The Emergent Movement

Joanna, a Christian mother who reads this blog, wrote to me a while ago asking me what I know about the Emergent Church. I had not heard of it, frankly, until I began reading blogs. After my correspondence with Joanna, I kept an eye out and read some links, but I didn't launch an all-out investigation. What I did see reminded me of other seeker-sensitive writing I'd read.

I'll level with you: my first reaction to something--some "movement" or "conversation" within Christianity--that claims to be new is strong caution and guardedness. As the writer of Ecclesiastes states, "There is nothing new under the sun," though I have seen the enemy try to recycle old things, seeking to pass them off as new over and over again.

I'd like to direct your attention to a couple of posts that I thought were excellent primers to this issue (and I see no need to reinvent the wheel by doing all the research when these fine ladies have done it for us and presented it so eloquently!). Carla wrote a little about the EC here the other day, but she has a separate blog called Emergent No where she provides updated research on the movement. Carla writes,

"As some of you know, last year I began researching all this business about the emerging church. Since I first began researching, I've read more pro-emergent literature than I ever really wanted to. I needed to, to understand it more. While my very first impression of ec (emerging church) was basically 'Christianity embracing eastern mysticism.' I didn't really think that was a fair assessment, because there is so much to the ec, that this seemed a rather limited definition. the more I researched I became fairly convinced the ec is a blend of eastern mysticism, post-modernism, liberalism, ecumenicism, and just flat out rebellion."


I don't think we should take a warning like this lightly. Carla mentions some names she's seen identified with the movement, and among them is Sue Monk Kidd. Kidd was the editor of Guideposts (a saccharine 'Christian' magazine) for years, but if she was a Christian, she apostasized and chose to follow a pagan path (a process she details in Dance of the Dissident Daughter). If you read that book, by the way, have a barf bag handy. Suffice it to say that name grabs my attention.

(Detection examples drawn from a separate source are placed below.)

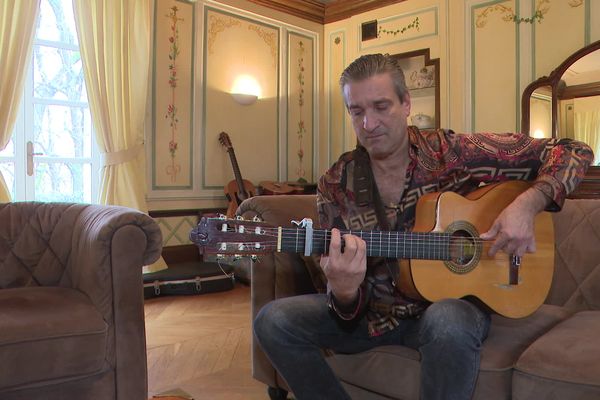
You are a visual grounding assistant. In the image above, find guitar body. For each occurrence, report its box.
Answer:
[190,181,554,318]
[224,179,256,218]
[258,181,302,195]
[219,132,256,218]
[400,181,554,318]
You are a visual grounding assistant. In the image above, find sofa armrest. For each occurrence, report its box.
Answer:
[66,205,162,399]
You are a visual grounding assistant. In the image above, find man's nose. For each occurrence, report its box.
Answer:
[363,110,379,132]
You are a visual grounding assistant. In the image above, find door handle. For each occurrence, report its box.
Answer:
[27,141,44,176]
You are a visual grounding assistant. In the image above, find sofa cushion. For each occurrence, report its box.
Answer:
[327,305,572,400]
[515,311,600,398]
[0,287,108,389]
[546,199,600,311]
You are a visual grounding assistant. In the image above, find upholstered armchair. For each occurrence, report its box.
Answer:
[0,203,162,400]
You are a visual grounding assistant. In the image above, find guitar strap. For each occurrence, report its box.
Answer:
[344,146,403,290]
[354,146,390,231]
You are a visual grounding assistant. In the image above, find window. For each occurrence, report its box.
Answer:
[0,0,100,203]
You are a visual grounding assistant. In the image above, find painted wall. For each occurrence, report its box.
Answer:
[148,0,323,210]
[320,0,600,162]
[148,0,600,210]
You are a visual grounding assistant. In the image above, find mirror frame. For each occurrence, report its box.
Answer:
[521,40,600,198]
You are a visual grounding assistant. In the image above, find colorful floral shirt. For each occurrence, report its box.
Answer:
[317,126,593,335]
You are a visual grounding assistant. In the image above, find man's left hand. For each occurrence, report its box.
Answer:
[479,188,550,257]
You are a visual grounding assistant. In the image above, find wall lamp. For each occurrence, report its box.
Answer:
[231,75,261,106]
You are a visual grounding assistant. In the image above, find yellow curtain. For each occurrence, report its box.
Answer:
[0,0,40,202]
[73,0,166,272]
[573,111,600,165]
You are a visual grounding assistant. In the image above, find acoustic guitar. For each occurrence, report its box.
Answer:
[219,132,256,218]
[258,181,302,195]
[190,181,554,318]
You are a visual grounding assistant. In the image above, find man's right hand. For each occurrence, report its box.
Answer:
[320,228,367,305]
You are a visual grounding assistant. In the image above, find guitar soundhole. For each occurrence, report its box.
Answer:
[444,221,482,274]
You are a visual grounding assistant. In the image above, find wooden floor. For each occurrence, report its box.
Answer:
[145,284,269,400]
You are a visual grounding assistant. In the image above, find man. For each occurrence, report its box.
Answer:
[255,54,593,400]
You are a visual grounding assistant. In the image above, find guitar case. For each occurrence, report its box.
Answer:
[143,261,235,299]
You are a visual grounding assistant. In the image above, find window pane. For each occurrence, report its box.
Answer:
[33,45,87,102]
[0,139,15,157]
[34,163,92,203]
[33,104,92,158]
[0,162,15,200]
[36,0,77,45]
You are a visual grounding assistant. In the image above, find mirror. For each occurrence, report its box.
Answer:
[521,41,600,198]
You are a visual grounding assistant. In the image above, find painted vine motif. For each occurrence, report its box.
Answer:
[165,6,183,182]
[377,17,419,38]
[475,0,583,28]
[296,41,306,183]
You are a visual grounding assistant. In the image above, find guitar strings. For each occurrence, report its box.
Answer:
[218,222,491,243]
[212,224,491,253]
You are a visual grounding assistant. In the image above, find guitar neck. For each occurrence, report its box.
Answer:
[278,228,451,260]
[227,147,249,200]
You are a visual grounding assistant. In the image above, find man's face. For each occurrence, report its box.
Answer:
[344,73,410,159]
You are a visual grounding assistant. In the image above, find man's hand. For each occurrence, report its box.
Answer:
[479,188,550,257]
[320,228,367,304]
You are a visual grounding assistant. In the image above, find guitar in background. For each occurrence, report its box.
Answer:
[219,132,256,218]
[258,181,302,195]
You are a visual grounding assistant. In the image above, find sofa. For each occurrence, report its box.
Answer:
[0,202,162,400]
[237,195,600,400]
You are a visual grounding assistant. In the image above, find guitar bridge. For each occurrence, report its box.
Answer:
[508,254,521,285]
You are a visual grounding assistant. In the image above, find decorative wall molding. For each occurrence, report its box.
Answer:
[359,6,439,51]
[248,0,406,24]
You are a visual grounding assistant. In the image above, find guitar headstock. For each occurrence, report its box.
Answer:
[219,132,233,150]
[190,217,277,256]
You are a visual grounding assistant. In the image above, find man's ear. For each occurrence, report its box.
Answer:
[402,92,410,116]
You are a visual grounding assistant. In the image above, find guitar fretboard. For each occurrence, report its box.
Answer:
[281,228,451,260]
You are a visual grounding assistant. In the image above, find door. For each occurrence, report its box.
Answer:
[0,0,100,203]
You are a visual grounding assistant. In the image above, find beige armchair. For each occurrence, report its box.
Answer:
[0,203,162,400]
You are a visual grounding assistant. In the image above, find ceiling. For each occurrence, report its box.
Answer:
[248,0,406,24]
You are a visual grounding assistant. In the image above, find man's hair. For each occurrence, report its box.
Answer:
[340,54,408,103]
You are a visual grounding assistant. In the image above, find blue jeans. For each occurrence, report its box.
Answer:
[254,294,490,400]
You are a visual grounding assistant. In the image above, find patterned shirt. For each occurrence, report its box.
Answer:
[317,126,594,336]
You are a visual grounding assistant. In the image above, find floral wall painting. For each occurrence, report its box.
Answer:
[152,0,195,190]
[287,33,314,183]
[199,5,280,189]
[360,6,439,50]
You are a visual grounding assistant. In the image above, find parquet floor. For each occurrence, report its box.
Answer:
[145,284,269,400]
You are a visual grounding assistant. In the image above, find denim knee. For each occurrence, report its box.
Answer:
[253,301,282,341]
[421,299,489,344]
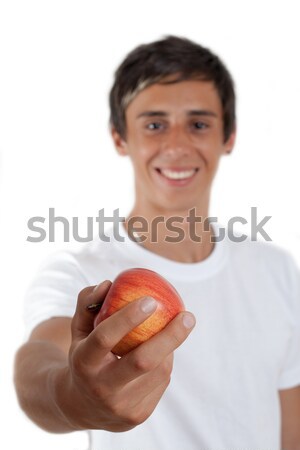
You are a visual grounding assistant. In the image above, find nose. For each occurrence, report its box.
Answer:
[162,126,192,159]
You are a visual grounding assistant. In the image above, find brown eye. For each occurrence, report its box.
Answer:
[147,122,162,130]
[194,122,207,130]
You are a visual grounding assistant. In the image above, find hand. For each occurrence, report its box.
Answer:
[61,281,195,431]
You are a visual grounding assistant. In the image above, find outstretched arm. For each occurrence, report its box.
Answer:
[15,282,194,433]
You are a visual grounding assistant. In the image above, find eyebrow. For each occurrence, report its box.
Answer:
[137,109,218,119]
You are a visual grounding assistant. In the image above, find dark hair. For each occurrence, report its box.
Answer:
[109,36,236,142]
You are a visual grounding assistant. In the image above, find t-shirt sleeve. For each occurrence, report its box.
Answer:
[23,251,88,339]
[278,259,300,389]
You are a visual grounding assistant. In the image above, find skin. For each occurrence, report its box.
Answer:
[15,80,300,444]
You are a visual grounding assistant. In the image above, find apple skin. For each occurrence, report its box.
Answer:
[94,268,184,356]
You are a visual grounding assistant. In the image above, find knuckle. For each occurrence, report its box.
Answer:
[93,326,112,350]
[124,409,147,428]
[77,286,91,302]
[131,352,154,373]
[89,382,109,400]
[161,360,173,379]
[71,356,87,378]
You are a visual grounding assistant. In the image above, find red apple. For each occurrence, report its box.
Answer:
[94,269,184,356]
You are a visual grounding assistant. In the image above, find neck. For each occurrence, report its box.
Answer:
[125,207,213,263]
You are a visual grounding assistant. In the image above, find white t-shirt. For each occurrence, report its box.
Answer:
[25,225,300,450]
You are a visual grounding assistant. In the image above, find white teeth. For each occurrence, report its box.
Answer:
[160,169,197,180]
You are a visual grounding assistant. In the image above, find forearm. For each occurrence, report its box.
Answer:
[15,341,79,433]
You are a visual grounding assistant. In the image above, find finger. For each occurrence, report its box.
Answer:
[114,311,196,385]
[71,280,111,341]
[76,297,157,367]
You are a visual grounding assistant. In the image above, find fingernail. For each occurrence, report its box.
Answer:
[86,302,103,312]
[93,280,110,292]
[182,314,196,329]
[93,283,101,292]
[141,297,157,314]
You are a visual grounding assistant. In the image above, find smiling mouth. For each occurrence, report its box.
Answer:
[156,168,199,180]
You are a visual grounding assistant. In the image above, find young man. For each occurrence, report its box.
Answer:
[15,37,300,450]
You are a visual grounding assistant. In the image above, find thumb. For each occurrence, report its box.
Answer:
[71,280,111,341]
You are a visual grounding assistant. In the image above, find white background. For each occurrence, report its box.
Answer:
[0,0,300,450]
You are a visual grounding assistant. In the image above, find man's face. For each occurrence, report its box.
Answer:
[113,80,234,214]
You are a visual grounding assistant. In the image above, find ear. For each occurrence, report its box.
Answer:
[111,127,128,156]
[224,128,236,154]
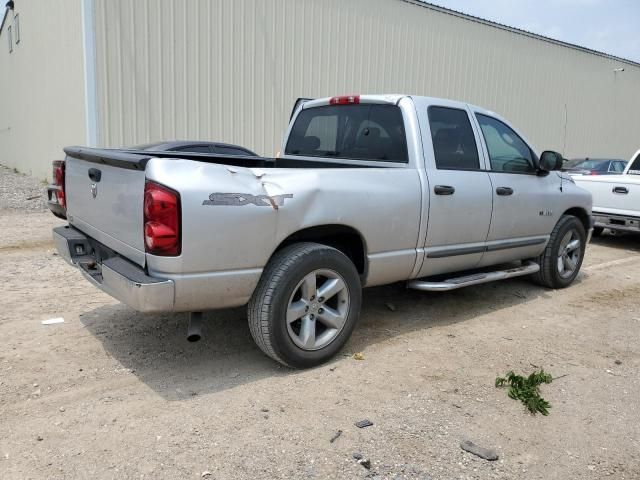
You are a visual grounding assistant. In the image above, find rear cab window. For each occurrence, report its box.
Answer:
[285,104,408,163]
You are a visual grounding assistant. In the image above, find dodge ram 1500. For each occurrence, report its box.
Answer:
[574,150,640,235]
[53,95,592,368]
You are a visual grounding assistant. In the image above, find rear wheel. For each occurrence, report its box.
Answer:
[532,215,587,288]
[248,243,362,368]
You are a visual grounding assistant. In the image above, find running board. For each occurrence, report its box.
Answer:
[407,262,540,292]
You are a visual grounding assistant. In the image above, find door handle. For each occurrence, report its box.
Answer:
[89,168,102,183]
[496,187,513,196]
[433,185,456,195]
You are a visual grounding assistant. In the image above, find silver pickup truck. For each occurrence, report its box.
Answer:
[53,95,592,368]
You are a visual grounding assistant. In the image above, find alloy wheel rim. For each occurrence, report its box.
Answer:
[286,269,350,351]
[557,229,582,278]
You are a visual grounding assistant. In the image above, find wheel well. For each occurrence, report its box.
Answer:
[276,225,367,277]
[564,207,590,232]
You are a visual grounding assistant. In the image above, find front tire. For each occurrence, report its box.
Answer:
[248,243,362,368]
[532,215,587,288]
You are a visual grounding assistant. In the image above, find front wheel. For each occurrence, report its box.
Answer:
[248,243,362,368]
[532,215,587,288]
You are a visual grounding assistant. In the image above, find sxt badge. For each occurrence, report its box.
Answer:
[202,193,293,210]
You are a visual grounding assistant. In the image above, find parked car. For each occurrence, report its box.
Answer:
[47,140,257,218]
[53,95,592,367]
[562,158,627,175]
[126,140,257,157]
[574,150,640,235]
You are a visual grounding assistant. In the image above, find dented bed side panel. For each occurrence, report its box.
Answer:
[146,159,421,285]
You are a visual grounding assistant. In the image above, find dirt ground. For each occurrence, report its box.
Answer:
[0,204,640,480]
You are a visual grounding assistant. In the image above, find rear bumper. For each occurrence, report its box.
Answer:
[53,226,175,312]
[593,212,640,233]
[587,215,596,243]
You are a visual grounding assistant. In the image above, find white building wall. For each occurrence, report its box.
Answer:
[0,0,86,179]
[95,0,640,158]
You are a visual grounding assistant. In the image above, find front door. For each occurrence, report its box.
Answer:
[475,113,562,265]
[418,101,492,276]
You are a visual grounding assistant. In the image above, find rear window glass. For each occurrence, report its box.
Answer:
[285,105,408,163]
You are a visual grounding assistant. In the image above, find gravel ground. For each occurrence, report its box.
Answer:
[0,171,640,480]
[0,165,47,211]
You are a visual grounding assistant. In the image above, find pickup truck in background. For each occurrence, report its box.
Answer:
[53,95,592,368]
[573,150,640,235]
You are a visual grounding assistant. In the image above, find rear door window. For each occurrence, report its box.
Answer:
[285,104,408,163]
[428,107,480,170]
[609,161,625,173]
[476,114,536,173]
[627,153,640,175]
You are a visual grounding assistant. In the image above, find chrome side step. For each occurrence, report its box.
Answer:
[407,262,540,292]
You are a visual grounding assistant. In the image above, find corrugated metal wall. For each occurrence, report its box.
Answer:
[0,0,86,179]
[96,0,640,158]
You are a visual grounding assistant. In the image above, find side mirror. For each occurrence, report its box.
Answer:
[540,150,564,172]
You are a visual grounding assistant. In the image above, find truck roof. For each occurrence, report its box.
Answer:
[302,93,501,118]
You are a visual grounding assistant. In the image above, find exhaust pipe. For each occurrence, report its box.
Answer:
[187,312,202,342]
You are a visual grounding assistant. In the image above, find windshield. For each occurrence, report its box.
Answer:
[565,160,609,170]
[285,104,408,163]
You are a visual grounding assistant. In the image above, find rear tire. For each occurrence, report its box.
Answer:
[531,215,587,288]
[248,242,362,368]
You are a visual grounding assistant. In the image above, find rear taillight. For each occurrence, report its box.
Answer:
[144,181,180,256]
[329,95,360,105]
[53,160,67,208]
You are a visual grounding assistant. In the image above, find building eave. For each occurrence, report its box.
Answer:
[400,0,640,67]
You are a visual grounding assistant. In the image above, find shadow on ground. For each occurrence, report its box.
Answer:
[80,279,546,401]
[591,230,640,253]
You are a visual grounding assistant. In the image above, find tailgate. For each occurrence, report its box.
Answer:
[573,175,640,215]
[65,151,145,266]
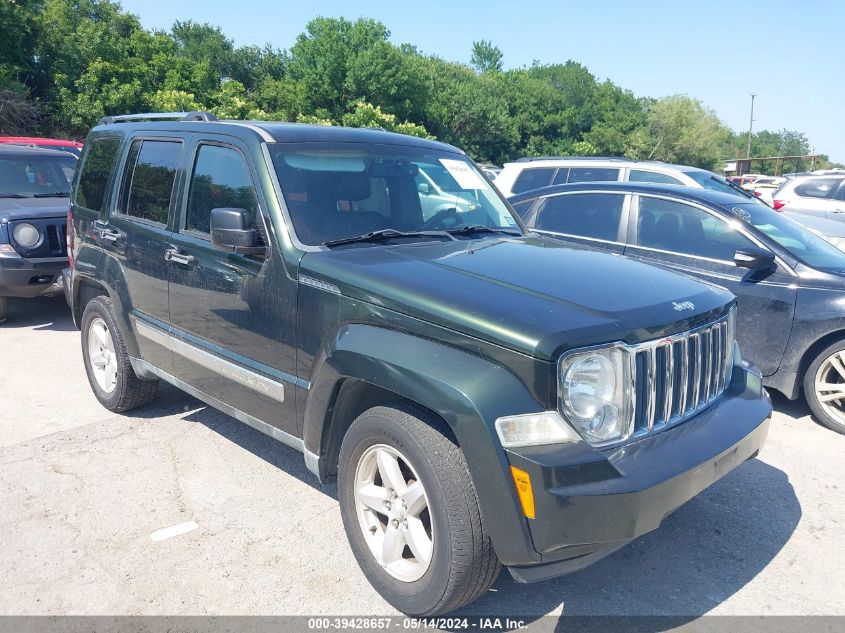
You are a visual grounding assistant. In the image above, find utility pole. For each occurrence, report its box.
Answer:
[745,92,757,163]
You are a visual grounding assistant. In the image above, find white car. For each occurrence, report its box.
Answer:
[772,174,845,222]
[744,176,786,205]
[493,158,751,197]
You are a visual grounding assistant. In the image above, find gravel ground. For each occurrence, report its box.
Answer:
[0,297,845,617]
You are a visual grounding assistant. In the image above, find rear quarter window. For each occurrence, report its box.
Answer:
[74,137,120,212]
[795,178,842,198]
[569,167,619,182]
[628,169,683,185]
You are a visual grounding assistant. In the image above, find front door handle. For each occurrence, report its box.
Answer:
[164,248,197,266]
[94,220,120,242]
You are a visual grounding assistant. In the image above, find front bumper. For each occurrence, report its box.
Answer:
[507,367,772,582]
[0,253,67,298]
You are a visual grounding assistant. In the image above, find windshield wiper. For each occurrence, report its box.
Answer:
[32,191,70,198]
[447,224,522,235]
[323,229,455,246]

Marla also provides an excellent piece here. Marla informs us,

"The Emergent Church is heralding Get Up Off Your Knees: Preaching The U2 Catalog. Googling "Emergent" and "U2 Sermons" yields over 2000 results. I could find scant criticism of the book's premise which is definitely theologically questionable, but what I couldn't find at all was that this collection of sermons was put together by two women pastors in the ECUSA who condone their denomination's stance on same-sex unions and that the prose-poem section dividers between the sermons were written by a lesbian theologian.

A closer look at the people involved with this book and with those promoting it turns up a case of strange bedfellows. It's not that the editors and contributors are hiding their beliefs; it's that that the evangelicals singing its praises haven't bothered to do their homework. But it goes farther than that. It goes to the heart of the emergent movement itself, its ecumenism and its refusal to wrap itself around absolute truth, which makes its stance (or lack thereof) on Biblical teachings about homosexuality ambiguous" (emphasis mine).

If you read this blog regularly, I probably don't have to tell you that my palms start sweating when I think about a book that instructs us to "preach" from the "U2 Catalog." Um, I'd like my sermons from the Bible, thanks.